Is there a way to add a user that is authenitcated by Azure AD? i.e. rather than add a user in the PI with a password, add a user with permissions but where that user is authenticated through something like SSO, i.e. Azure AD, hotmail, Google etc…
I can’t think of a vanilla approach here atm, but based on quick search have you also considered using 3rd party services, such as JumpCloud to extend Azure to Samba?

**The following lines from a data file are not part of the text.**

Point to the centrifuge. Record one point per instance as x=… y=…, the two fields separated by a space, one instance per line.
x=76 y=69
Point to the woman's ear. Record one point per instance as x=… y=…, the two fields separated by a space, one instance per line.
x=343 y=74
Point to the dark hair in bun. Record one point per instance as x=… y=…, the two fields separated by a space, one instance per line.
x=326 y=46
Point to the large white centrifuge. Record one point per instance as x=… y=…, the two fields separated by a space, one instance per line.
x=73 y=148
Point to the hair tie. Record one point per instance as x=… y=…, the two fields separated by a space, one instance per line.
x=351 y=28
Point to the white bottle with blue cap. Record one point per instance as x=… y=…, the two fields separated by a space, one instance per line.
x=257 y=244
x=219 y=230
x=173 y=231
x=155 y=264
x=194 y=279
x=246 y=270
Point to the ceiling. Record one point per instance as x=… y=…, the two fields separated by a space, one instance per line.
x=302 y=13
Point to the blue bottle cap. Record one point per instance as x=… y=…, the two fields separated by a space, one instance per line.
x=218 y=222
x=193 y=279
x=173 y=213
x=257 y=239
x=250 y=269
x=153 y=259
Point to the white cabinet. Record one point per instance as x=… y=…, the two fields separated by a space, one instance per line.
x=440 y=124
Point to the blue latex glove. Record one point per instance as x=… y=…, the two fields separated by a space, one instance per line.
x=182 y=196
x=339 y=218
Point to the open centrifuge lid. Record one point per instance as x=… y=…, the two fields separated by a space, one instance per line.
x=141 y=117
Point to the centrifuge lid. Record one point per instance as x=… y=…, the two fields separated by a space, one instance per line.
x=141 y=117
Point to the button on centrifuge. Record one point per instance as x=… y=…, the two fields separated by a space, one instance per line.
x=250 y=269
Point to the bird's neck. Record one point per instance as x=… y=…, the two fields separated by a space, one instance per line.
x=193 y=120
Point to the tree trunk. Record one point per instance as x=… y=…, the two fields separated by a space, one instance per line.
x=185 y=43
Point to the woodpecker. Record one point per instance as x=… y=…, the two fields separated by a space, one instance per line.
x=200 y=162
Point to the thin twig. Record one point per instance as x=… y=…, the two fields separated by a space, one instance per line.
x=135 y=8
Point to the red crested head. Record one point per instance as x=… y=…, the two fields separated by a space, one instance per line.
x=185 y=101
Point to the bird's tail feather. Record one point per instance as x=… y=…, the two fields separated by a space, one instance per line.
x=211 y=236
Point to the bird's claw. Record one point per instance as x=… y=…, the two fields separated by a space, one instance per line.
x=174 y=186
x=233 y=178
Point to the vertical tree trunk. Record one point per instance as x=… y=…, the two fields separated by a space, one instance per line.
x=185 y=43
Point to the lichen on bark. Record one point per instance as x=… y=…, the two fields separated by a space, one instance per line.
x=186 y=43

Tried this on a fresh Rasbperrry pi 4B.
largely works ok, but I’d include the additional bits as standard as they will likely always be needed with the basic install of Kerberos. Also worth adding in the extra realms into the krb5.conf file that are removed by the moving of the original file.
Lastly, don’t sim link the file, just copy it. In the detail above it’s not that clear and should be done sooner rather than eaving it to the end.
Currently I’m getting an error on starting the AD-DC, Failed DNS update, any ideas?